Language professionals like writers, translators, editors and proofreaders, benefit immensely from touch typing. Compared to pecking the keyboard, touch typing allows for a greater typing speed and making less typos, as well as allowing to type in the dark and copying a document without having to move your eyes from the paper you’re reading from, in case you don’t have access to OCR software. Truth be told, learning touch typing can be and often is a very time-consuming process. It will force you to slow down and forgo your older typing habits. You will also get very bored of typing random nonsense like jjjj ffff kkkk kjfk, especially at the beginning. But it’s very well worth it.
Where to learn touch typing
There are lots of websites that offer free touch typing courses on the Internet.
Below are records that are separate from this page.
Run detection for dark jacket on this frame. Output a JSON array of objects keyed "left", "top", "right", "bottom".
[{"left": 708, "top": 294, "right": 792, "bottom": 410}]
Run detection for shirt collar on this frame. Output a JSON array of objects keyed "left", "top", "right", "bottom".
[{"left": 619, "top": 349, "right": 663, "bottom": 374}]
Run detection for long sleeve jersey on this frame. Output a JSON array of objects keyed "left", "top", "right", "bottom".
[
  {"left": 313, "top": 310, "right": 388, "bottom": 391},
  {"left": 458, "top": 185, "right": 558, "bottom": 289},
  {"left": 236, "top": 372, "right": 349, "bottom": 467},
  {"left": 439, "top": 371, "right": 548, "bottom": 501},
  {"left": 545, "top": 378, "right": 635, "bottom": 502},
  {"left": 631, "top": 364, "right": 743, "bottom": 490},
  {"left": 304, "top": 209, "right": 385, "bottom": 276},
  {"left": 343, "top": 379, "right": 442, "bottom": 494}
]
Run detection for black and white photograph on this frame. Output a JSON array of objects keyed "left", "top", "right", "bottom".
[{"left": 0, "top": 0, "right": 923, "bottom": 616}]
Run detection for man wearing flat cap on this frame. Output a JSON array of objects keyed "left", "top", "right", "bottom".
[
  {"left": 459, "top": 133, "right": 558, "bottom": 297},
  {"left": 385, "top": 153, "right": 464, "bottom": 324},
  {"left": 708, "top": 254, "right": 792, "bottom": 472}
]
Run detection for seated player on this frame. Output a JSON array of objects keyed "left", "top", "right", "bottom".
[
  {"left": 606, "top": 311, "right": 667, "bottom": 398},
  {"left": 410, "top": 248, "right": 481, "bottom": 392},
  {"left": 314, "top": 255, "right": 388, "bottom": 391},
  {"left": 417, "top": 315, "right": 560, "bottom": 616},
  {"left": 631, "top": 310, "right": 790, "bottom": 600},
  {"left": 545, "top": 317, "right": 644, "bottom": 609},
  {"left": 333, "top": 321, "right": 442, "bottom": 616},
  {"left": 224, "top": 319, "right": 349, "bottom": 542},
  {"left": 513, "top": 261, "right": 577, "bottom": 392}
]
I tried a few before I finally settled on Good Typing. What sets Good Typing apart is that it’s available in multiple languages and supports a wide array of keyboard layouts. In addition to English, it’s available in French, Italian, German, Spanish, and Portuguese.
It requires you to register with an email address, but accessing its content is completely free of charge, with a voluntary donation option. You can access the first lesson without registering and can also take their free typing test.
TIPP10 is a very useful application that doubles as a typing tutor and as a way to practice. It only has lessons for English or German, but if you tweak it a bit, you can use it with other languages and keyboard layouts as well. It’s so good, that we use it here at Tech 4 Freelancers to test the keyboards we review.